Jersey takes final steps to independent taxation

The government is taking the last steps towards the 'long overdue' introduction of independent taxation.

States members have unanimously agreed a the final stage of taxing couples independently.

It will finally end the century-old system that sees a married woman's earnings classed as her husband's income.

Despite the UK moving away from it in 1990, Jersey only discussed modernising its own laws in 2019, following a two-year consultation.

Treasury Minister Elaine Millar says it is embarrassing that Jersey has continued with the outdated regime, while most jurisdictions abandoned it long ago.

"The essence of this change is to treat married women as individuals in their own right in the eyes of our tax system, and not to have them as accessories to their husband who owns their income and who is responsible for all of their affairs."

Treasury Minister, Deputy Elaine Millar

It's thought the move will assist efforts to tackle violence against women and girls,  by helping to prevent financial domestic abuse, as well as promoting equality in the island between men and women and couples who may not be married.

Newly-weds will file separate tax returns.

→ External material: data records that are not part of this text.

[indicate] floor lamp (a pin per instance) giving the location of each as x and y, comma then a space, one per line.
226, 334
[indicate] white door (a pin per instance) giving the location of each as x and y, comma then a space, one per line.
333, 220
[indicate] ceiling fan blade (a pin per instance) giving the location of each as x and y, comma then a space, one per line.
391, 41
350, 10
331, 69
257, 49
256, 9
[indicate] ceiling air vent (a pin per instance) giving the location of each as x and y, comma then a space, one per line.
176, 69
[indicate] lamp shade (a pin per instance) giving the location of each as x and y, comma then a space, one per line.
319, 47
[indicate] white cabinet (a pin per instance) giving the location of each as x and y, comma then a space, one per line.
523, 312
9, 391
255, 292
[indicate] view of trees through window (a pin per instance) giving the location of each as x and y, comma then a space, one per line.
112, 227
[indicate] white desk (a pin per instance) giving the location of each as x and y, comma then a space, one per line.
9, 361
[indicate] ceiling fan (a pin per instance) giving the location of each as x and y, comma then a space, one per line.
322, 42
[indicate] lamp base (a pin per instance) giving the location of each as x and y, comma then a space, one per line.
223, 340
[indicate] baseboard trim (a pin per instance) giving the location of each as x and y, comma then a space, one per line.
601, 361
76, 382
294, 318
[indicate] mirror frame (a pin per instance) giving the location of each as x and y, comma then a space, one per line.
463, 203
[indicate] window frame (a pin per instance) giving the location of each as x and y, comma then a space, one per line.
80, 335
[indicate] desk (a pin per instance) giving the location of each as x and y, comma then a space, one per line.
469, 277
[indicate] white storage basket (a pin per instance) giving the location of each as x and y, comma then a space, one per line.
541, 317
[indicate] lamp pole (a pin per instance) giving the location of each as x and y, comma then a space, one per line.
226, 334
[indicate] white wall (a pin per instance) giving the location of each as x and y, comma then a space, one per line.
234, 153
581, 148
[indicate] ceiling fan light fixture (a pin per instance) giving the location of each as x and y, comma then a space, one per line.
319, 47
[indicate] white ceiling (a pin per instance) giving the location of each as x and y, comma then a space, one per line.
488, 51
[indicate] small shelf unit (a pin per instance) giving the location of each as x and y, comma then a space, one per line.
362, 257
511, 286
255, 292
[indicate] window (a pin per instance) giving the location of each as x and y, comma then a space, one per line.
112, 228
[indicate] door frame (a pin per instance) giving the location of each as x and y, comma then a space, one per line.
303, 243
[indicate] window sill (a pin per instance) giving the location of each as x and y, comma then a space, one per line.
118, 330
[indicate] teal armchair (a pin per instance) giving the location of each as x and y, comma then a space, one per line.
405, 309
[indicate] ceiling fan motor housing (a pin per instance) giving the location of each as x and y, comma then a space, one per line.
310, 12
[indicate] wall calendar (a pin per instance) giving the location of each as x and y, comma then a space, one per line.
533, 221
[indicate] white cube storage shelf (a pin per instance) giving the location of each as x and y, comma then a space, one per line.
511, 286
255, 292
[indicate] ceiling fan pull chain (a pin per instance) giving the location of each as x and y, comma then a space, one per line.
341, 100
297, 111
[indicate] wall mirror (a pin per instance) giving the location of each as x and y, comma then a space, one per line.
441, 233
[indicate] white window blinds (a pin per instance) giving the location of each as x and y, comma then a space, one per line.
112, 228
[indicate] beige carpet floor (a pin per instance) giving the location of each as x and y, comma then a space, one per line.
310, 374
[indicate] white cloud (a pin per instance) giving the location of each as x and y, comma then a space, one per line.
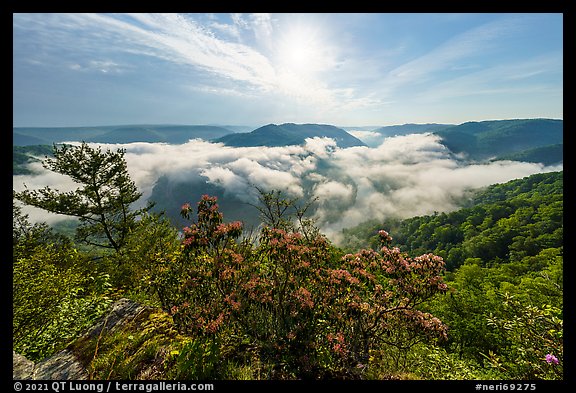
403, 177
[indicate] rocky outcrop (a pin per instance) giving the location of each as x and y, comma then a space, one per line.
66, 364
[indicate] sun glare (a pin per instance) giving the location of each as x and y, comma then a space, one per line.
300, 51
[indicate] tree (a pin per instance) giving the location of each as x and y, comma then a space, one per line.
102, 203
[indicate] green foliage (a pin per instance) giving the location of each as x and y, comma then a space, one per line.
102, 204
54, 295
499, 137
285, 303
306, 310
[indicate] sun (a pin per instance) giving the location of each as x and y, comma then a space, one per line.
299, 51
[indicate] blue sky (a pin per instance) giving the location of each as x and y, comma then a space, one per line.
253, 69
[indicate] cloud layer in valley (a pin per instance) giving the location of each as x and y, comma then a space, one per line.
403, 177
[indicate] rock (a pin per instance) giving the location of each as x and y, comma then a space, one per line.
63, 365
66, 365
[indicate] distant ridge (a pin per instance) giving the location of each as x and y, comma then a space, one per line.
492, 138
290, 134
173, 134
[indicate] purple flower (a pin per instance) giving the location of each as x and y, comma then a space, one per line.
551, 359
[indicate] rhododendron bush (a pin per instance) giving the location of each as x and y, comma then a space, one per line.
292, 298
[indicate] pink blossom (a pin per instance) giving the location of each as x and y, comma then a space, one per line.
551, 359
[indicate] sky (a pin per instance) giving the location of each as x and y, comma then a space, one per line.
343, 69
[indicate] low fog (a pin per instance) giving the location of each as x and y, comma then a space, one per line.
404, 176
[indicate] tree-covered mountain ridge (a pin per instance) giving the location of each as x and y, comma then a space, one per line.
478, 293
477, 139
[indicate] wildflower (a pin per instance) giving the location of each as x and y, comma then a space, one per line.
551, 359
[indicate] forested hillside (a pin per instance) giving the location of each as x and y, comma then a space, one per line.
472, 294
492, 138
504, 257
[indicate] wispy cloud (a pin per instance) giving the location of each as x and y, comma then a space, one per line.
403, 177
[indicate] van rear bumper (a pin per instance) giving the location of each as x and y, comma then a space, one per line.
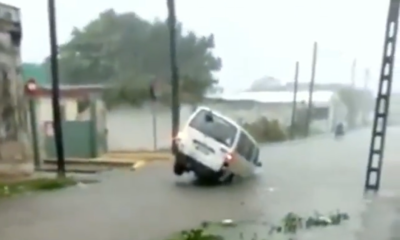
197, 167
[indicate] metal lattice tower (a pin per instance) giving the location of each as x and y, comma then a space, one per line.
376, 153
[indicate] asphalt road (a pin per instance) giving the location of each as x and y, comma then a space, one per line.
317, 174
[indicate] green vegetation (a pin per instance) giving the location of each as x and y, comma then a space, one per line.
11, 188
127, 53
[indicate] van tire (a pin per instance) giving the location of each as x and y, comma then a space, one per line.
179, 169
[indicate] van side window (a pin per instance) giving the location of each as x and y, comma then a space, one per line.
245, 147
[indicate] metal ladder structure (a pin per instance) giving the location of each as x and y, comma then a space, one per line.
376, 153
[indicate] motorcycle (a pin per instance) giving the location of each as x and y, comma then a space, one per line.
339, 131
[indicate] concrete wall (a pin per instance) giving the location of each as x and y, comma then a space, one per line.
132, 128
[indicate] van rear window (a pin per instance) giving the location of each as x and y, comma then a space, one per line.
219, 129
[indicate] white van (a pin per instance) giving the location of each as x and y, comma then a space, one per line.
215, 148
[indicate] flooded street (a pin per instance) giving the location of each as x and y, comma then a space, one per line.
318, 174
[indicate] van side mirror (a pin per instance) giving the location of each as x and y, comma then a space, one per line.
209, 117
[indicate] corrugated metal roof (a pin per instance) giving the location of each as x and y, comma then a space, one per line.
278, 96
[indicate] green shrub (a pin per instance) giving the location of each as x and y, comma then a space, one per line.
264, 130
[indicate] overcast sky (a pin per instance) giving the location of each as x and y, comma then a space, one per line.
255, 38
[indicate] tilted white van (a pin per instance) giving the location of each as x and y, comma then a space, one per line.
215, 148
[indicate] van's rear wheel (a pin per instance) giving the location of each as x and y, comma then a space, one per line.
179, 164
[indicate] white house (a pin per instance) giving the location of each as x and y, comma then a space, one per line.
328, 109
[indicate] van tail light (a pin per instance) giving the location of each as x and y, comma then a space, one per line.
228, 159
179, 136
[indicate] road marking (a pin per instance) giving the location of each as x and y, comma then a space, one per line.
138, 165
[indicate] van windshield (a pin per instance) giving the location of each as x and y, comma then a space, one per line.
218, 129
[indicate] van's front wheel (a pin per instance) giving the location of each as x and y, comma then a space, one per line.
179, 164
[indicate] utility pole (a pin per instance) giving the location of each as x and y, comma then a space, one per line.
311, 90
58, 136
353, 73
382, 105
175, 105
366, 109
294, 105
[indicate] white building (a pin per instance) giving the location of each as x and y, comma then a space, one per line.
328, 109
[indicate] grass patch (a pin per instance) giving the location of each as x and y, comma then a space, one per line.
32, 185
257, 230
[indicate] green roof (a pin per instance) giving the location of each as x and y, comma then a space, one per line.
35, 71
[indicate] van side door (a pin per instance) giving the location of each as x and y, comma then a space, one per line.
244, 152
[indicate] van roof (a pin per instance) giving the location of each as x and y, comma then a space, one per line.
228, 119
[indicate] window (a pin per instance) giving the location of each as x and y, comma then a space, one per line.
245, 146
218, 129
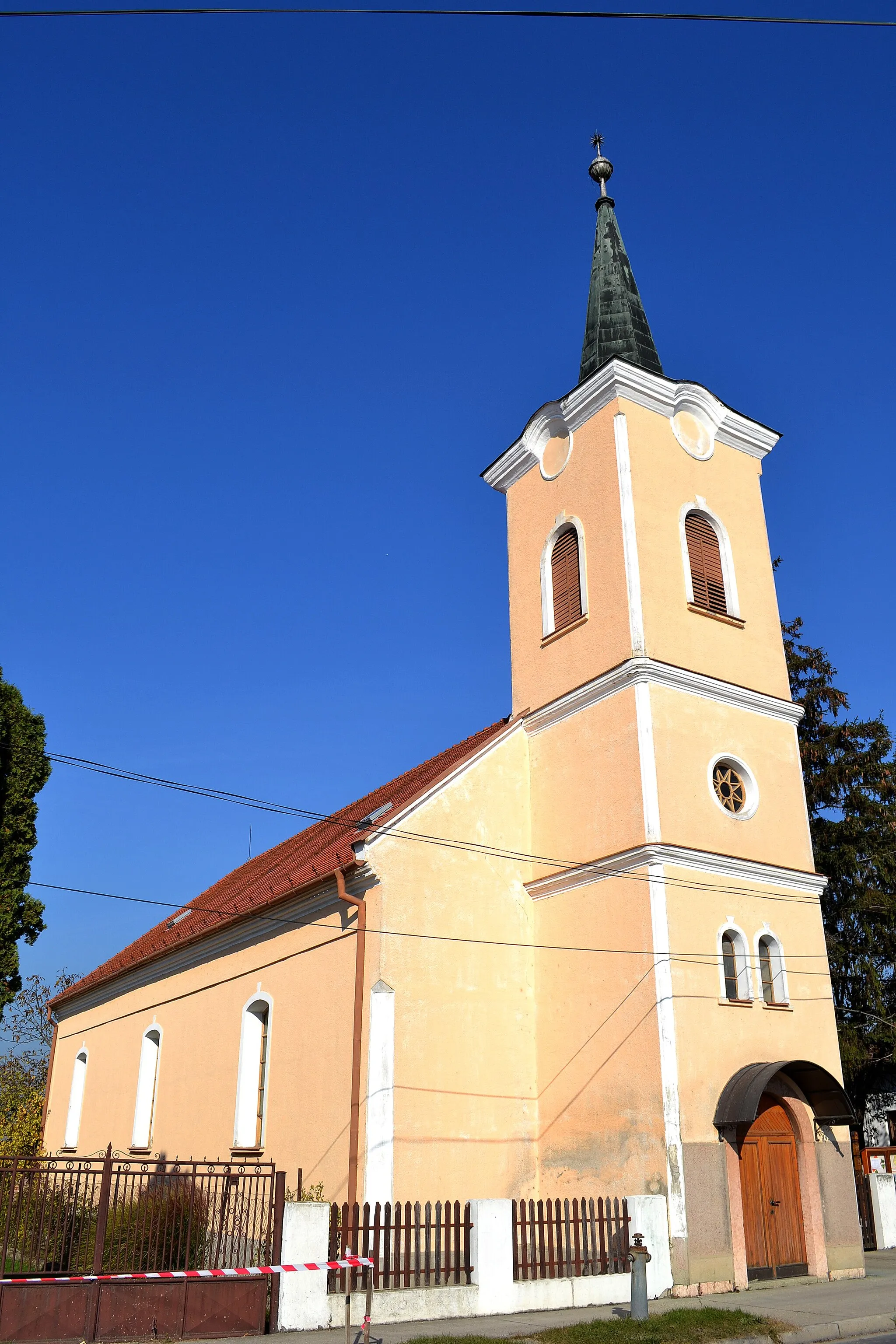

However, couples who are already married or in a civil partnership still have the choice to continue to file joint returns if they wish.

Deputy Louise Doublet had attempted to remove that option, but her amendment was thrown out (36 votes to 8) She felt it could be put vulnerable people at risk.

"It is completely obvious to me that it will happen, and I have not been presented with any evidence that it will not.

"How is a victim of domestic abuse going to save a sum of money to facilitate them leaving an abusive partner if that partner has full knowledge of and control of their finances?"